About Josh

Josh Valley is an award-winning writer and a nationally-recognized voice in the Canadian faith community. He holds an MDiv from Tyndale University in Toronto, and is the recipient of the Stanley A. Boswell Expository Preaching Award and the Dr. Ross and Carol Bailey Theology Award. He has contributed to numerous faith-based magazines, journals and online platforms across North America.

His passion for theology and post-Christendom discipleship is rooted in Dietrich Bonhoeffer’s theology from below, existential Christology and apocalyptic ethics—where the Incarnate, Crucified and Resurrected Christ takes centre stage. Josh has also been significantly influenced by the eschatological hope theologies of Howard Snyder, John Wesley, Jurgen Moltmann and N.T. Wright. He is also particularly fond of the work and voice of Orthodox theologian Brad Jersak and the pastoral life and theology of his dear friend and pastor Keith Jagger.

Josh’s writing has been personally recognized by New York Times bestselling author Wm. Paul Young, for his 2017 review of The Shack movie.
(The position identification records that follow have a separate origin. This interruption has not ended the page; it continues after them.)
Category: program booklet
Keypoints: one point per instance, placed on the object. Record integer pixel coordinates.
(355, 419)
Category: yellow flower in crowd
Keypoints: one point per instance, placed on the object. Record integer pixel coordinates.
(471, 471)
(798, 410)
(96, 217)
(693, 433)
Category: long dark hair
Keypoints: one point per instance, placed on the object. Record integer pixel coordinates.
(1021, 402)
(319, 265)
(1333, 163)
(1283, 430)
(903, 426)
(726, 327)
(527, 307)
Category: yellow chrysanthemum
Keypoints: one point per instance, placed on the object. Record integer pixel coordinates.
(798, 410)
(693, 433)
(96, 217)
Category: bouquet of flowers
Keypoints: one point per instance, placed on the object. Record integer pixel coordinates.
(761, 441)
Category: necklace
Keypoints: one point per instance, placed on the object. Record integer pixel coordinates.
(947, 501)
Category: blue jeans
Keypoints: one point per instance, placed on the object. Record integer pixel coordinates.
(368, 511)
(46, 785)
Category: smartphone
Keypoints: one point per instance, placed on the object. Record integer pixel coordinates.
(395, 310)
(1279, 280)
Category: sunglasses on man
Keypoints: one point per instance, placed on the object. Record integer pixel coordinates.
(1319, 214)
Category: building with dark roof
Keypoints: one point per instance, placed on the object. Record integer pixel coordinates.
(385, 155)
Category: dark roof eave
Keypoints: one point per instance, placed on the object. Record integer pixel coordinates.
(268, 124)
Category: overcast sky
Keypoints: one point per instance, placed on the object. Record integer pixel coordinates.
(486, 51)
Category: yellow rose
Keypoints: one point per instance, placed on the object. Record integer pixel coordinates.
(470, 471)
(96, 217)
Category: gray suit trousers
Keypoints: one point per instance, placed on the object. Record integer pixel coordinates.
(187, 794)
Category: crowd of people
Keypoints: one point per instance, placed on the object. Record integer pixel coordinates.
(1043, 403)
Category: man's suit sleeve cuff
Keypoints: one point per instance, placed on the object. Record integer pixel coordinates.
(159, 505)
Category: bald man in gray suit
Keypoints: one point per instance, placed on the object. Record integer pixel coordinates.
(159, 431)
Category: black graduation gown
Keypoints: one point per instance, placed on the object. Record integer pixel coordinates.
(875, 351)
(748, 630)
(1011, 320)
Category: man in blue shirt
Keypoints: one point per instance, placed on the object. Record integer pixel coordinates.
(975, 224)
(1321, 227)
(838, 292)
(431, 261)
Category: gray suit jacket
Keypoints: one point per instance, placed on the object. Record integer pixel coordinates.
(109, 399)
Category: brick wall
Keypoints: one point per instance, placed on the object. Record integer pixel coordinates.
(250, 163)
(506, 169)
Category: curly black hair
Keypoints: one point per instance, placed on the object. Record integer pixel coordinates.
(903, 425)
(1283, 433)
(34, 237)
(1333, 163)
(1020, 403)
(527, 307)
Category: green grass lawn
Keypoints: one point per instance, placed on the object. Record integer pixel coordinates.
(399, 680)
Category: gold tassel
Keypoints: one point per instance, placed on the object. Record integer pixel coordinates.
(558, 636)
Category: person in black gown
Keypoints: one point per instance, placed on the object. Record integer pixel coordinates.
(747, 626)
In 2016, Josh won the Word Award for Best-Column Series, for his op-ed articles, Donald Trump and other Madness Evangelicals Fall For, and Seeing Jesus as a Refugee.

Josh’s Christ-centred critique of Evangelicals who supported/support Donald Trump’s Presidency via Franklin Graham’s Christian nationalism is the first known article to be published on the phenomenon (published Dec. 12, 2015).

His basic conviction is that through the Christ event—the Incarnation, Crucifixion and Resurrection of Jesus—we are able to know the essential nature of God as cruciform love and how to interpret the complex realities of our time as those who now live in the Christ-Reality, so that we can act responsibly, compassionately, and sometimes defiantly, with an apocalyptic ethic that honours the the Cross of suffering love and the living God’s defiant love for the earth, its creatures and ecosystems, as well as the outcasts, outsiders and those who are most vulnerable in our communities.

All of this, alongside of his own personal experiences with suffering and woundedness, has led Josh to becoming a Spiritual Care Practitioner (or Chaplain). He has worked with Indigenous youth from Northern Ontario First Nations communities suffering the intergenerational trauma of Residential Schools, and currently serves as a hospital and long-term care Chaplain in Thunder Bay, Ontario—where he grew up and now resides with his family.